The article implies that, in the 80s, home computers were considered nothing
more than glorified pong machines and girls were never seen in any of the ads,
which is simply incorrect.

There are countless ads featuring Commodores, Apples, and Trash 80s displaying
spreadsheets, and quite a few with girls at the keyboard.
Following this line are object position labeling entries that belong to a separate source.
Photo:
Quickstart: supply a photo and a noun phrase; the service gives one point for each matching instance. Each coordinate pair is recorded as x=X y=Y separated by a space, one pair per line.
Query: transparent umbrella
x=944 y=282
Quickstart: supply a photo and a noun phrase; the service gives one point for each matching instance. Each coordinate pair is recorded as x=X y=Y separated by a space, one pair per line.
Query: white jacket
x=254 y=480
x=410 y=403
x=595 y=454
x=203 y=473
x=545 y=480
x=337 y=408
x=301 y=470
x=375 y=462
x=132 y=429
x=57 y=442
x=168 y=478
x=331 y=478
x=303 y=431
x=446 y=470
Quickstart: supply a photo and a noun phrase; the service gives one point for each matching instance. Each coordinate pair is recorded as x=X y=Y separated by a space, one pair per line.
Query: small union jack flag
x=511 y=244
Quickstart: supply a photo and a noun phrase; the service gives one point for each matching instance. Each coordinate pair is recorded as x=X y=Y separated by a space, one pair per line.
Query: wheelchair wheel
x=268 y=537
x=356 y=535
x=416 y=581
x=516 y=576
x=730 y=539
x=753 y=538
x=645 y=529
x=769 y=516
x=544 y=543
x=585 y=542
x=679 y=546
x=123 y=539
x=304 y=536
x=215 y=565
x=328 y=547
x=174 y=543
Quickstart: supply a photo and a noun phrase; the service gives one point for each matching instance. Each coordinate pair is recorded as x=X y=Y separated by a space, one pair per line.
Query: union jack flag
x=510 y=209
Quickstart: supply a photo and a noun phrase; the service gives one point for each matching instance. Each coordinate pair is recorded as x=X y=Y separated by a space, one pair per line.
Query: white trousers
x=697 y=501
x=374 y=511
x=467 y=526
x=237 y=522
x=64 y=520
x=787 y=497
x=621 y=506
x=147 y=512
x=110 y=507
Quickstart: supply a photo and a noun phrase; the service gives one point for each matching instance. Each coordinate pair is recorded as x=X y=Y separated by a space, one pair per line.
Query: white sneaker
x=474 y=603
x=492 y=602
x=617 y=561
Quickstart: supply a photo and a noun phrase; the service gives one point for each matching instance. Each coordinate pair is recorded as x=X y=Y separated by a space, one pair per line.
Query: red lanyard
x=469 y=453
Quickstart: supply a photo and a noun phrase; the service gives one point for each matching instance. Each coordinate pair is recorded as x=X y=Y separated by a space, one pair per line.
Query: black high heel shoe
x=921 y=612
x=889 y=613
Is there an exhaustive study of computer marketing from that time? I ask in
all seriousness, because two links and hazy memories from NPR isn't very
convincing.

------
kazinator
Note that Autism and Asperger's Syndrome are "male dominated". Something like
4:1.

If you have a field toward which nerds gravitate, it will become male-
dominated.

What happened around 1984? Yes, home computers were becoming much more common
as the article aptly notes.

But what else? It was becoming obvious that the people who flocked to these
things most, who outright _related_ to these computers, were nerds.

Popular culture latched on to this instantly!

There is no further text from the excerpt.